"And Joe and Biddy both, as you have been to church to-day, and are in charity and love with all mankind, receive my humble thanks for all you have done for me and all I have so ill repaid! And when I say that I am going away within the hour, for I am soon going abroad, and that I shall never rest until I have worked for the money with which you have kept me out of prison, and have sent it to you, don't think, dear Joe and Biddy, that if I could repay it a thousand times over, I suppose I could cancel a farthing of the debt I owe you, or that I would do so if I could!"
They were both melted by these words, and both entreated me to say no more.
"But I must say more. Dear Joe, I hope you will have children to love, and that some little fellow will sit in this chimney corner of a winter night, who may remind you of another little fellow gone out of it for ever. Don't tell him, Joe, that I was thankless; don't tell him, Biddy, that I was ungenerous and unjust; only tell him that I honoured you both, because you were both so good and true, and that, as your child, I said it would be natural to him to grow up a much better man than I did."
"I ain't a-going," said Joe, from behind his sleeve, "to tell him nothink o' that natur, Pip. Nor Biddy ain't. Nor yet no one ain't."

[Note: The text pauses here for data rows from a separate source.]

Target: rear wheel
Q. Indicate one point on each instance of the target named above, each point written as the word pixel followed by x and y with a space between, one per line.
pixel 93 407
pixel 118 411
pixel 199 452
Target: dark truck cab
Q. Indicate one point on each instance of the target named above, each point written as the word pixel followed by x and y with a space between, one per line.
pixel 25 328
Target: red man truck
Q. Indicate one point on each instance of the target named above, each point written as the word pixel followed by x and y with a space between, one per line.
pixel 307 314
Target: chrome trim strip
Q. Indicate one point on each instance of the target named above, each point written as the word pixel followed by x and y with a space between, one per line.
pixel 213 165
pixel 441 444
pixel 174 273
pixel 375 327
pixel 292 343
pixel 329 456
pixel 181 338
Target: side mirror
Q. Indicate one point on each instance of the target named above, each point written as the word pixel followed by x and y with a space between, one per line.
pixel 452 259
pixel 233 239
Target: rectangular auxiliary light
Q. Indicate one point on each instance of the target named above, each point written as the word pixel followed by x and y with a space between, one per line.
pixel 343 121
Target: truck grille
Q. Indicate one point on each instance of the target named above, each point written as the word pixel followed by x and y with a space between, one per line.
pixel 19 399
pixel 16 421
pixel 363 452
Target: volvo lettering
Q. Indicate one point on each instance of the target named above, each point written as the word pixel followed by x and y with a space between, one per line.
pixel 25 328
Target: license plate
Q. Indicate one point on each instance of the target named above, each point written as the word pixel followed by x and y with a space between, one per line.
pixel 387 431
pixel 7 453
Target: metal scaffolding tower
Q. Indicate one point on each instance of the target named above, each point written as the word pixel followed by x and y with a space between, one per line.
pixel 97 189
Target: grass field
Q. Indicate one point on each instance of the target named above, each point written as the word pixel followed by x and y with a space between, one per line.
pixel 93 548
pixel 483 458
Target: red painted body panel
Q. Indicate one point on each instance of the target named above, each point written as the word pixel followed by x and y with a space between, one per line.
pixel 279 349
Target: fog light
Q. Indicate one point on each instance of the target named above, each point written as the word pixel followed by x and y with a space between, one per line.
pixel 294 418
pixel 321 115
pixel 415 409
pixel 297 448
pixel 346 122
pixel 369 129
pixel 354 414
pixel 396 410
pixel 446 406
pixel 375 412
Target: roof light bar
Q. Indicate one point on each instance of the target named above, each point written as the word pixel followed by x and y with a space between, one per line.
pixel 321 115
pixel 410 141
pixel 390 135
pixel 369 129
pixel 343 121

"And now, though I know you have already done it in your own kind hearts, pray tell me, both, that you forgive me! Pray let me hear you say the words, that I may carry the sound of them away with me, and then I shall be able to believe that you can trust me, and think better of me, in the time to come!"

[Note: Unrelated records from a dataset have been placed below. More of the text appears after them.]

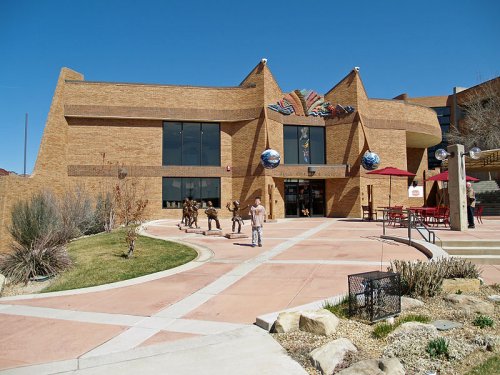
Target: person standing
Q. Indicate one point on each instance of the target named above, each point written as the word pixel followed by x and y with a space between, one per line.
pixel 258 216
pixel 471 203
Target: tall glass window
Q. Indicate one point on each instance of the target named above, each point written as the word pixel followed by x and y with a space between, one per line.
pixel 304 144
pixel 191 143
pixel 175 189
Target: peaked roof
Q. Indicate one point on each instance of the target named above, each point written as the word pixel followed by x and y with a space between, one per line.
pixel 349 91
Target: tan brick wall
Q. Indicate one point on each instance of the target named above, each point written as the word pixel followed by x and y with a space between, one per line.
pixel 122 124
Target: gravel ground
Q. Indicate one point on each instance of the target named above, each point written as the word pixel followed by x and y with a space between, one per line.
pixel 467 345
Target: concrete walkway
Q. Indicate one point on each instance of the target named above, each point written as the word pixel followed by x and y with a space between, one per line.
pixel 218 298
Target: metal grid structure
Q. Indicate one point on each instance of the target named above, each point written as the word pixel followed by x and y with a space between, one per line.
pixel 374 295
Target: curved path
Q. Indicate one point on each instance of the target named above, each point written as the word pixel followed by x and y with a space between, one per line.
pixel 302 261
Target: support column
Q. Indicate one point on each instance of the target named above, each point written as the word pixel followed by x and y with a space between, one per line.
pixel 456 188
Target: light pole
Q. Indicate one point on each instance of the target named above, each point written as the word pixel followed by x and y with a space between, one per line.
pixel 456 182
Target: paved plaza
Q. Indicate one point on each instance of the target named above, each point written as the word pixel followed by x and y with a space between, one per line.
pixel 208 304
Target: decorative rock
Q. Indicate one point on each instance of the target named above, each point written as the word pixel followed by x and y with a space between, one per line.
pixel 387 366
pixel 2 283
pixel 464 285
pixel 286 322
pixel 195 230
pixel 327 357
pixel 213 232
pixel 445 325
pixel 494 298
pixel 321 322
pixel 410 329
pixel 408 303
pixel 235 235
pixel 469 304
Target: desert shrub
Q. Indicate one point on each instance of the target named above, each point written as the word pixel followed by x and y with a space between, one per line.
pixel 437 348
pixel 341 309
pixel 483 321
pixel 44 257
pixel 77 216
pixel 424 279
pixel 34 219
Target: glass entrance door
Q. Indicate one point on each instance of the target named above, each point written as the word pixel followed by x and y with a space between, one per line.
pixel 304 198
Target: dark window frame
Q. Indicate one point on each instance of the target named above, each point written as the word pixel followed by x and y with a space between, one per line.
pixel 297 142
pixel 201 143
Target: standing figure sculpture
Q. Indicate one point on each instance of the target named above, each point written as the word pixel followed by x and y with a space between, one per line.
pixel 236 215
pixel 185 212
pixel 211 213
pixel 194 215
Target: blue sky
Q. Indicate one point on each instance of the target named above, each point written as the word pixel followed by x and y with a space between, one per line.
pixel 419 47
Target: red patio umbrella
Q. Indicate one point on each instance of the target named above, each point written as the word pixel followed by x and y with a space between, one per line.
pixel 443 176
pixel 391 171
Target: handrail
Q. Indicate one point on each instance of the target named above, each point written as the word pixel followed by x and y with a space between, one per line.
pixel 414 222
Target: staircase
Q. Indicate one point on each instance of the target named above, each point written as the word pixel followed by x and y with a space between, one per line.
pixel 488 196
pixel 477 251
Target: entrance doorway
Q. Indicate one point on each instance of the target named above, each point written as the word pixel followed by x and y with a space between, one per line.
pixel 304 198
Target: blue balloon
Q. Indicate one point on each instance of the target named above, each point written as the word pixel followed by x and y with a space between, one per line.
pixel 270 159
pixel 370 161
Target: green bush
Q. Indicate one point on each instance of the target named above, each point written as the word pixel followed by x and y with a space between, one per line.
pixel 483 321
pixel 437 348
pixel 341 309
pixel 424 279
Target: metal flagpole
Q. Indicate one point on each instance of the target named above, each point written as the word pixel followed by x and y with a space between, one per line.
pixel 25 141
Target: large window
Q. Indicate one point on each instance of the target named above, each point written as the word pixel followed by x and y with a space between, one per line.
pixel 191 143
pixel 200 189
pixel 304 144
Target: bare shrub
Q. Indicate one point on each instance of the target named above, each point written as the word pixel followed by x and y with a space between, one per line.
pixel 44 257
pixel 424 279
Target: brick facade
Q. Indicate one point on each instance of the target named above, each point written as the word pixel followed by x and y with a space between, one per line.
pixel 95 128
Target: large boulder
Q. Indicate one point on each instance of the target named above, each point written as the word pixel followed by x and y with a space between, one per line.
pixel 463 285
pixel 327 357
pixel 286 322
pixel 408 303
pixel 388 366
pixel 321 322
pixel 469 304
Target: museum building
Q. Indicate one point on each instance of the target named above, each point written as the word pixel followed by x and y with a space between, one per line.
pixel 206 143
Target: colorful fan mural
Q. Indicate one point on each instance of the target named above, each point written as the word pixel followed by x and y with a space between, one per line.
pixel 308 103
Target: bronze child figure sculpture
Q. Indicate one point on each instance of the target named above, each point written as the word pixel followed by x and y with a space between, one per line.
pixel 211 213
pixel 194 214
pixel 236 215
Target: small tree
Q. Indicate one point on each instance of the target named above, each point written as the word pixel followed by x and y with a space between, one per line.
pixel 481 124
pixel 130 210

"O dear old Pip, old chap," said Joe. "God knows as I forgive you, if I have anythink to forgive!"
"Amen! And God knows I do!" echoed Biddy.
"Now let me go up and look at my old little room, and rest there a few minutes by myself, and then when I have eaten and drunk with you, go with me as far as the finger-post, dear Joe and Biddy, before we say good-bye!"
I sold all I had, and put aside as much as I could, for a composition with my creditors — who gave me ample time to pay them in full — and I went out and joined Herbert. Within a month, I had quitted England, and within two months I was clerk to Clarriker and Co., and within four months I assumed my first undivided responsibility. For, the beam across the parlour ceiling at Mill Pond Bank, had then ceased to tremble under old Bill Barley's growls and was at peace, and Herbert had gone away to marry Clara, and I was left in sole charge of the Eastern Branch until he brought her back.
Many a year went round, before I was a partner in the House; but, I lived happily with Herbert and his wife, and lived frugally, and paid my debts, and maintained a constant correspondence with Biddy and Joe. It was not until I became third in the Firm, that Clarriker betrayed me to Herbert; but, he then declared that the secret of Herbert's partnership had been long enough upon his conscience, and he must tell it. So, he told it, and Herbert was as much moved as amazed, and the dear fellow and I were not the worse friends for the long concealment. I must not leave it to be supposed that we were ever a great house, or that we made mints of money. We were not in a grand way of business, but we had a good name, and worked for our profits, and did very well. We owed so much to Herbert's ever cheerful industry and readiness, that I often wondered how I had conceived that old idea of his inaptitude, until I was one day enlightened by the reflection, that perhaps the inaptitude had never been in him at all, but had been in me.